James Corden poses in a black sweater
James Corden said almost two weeks ago that he would change the “Spill Your Guts” segment.
(Kirk McKoy / Los Angeles Times)

When is a controversy done being a controversy?

That’s the question now for thousands of online critics and late-night host James Corden. At issue is his occasional segment “Spill Your Guts or Fill Your Guts,” which has been called racist for its use of some traditional Asian foods in its recurring hit parade of edibles.

Kim Saira, a Filipina Chinese social-media influencer, started a Change.org petition against the segment June 8, a day after posting a TikTok video that went viral. By the time she organized an in-person protest in L.A. last Thursday, more than 40,000 people had signed the petition.

In an Instagram post Friday, Saira said the 60-person protest was “SO much fun,” but noted that she hadn’t gotten a response from CBS or Corden.

In “Spill Your Guts or Fill Your Guts,” Corden asks celebrity guests challenging questions while offering them unusual and sometimes outrageous foods as an option if they decline to answer. The host accepts the same challenge.

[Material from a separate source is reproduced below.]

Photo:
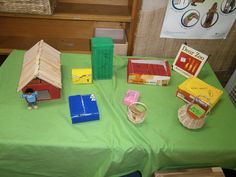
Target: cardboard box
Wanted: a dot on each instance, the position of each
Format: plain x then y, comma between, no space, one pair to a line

While the goal would be getting the dishiest reveal, the laughs generally come from the foods themselves and the reactions to them.

James Corden is under fire for “Spill Your Guts,” a celebrity segment on his late-night show that critics say ridicules beloved Asian dishes.

Saira’s petition called on Corden to change the game or cease it altogether. It asked that he issue a public apology and make a donation to support Asian-owned businesses. It also linked Corden’s segment to current incidents of anti-Asian violence, saying, “Content like this continually perpetuates and encourages harm and racism against Asian Americans in our daily lives.”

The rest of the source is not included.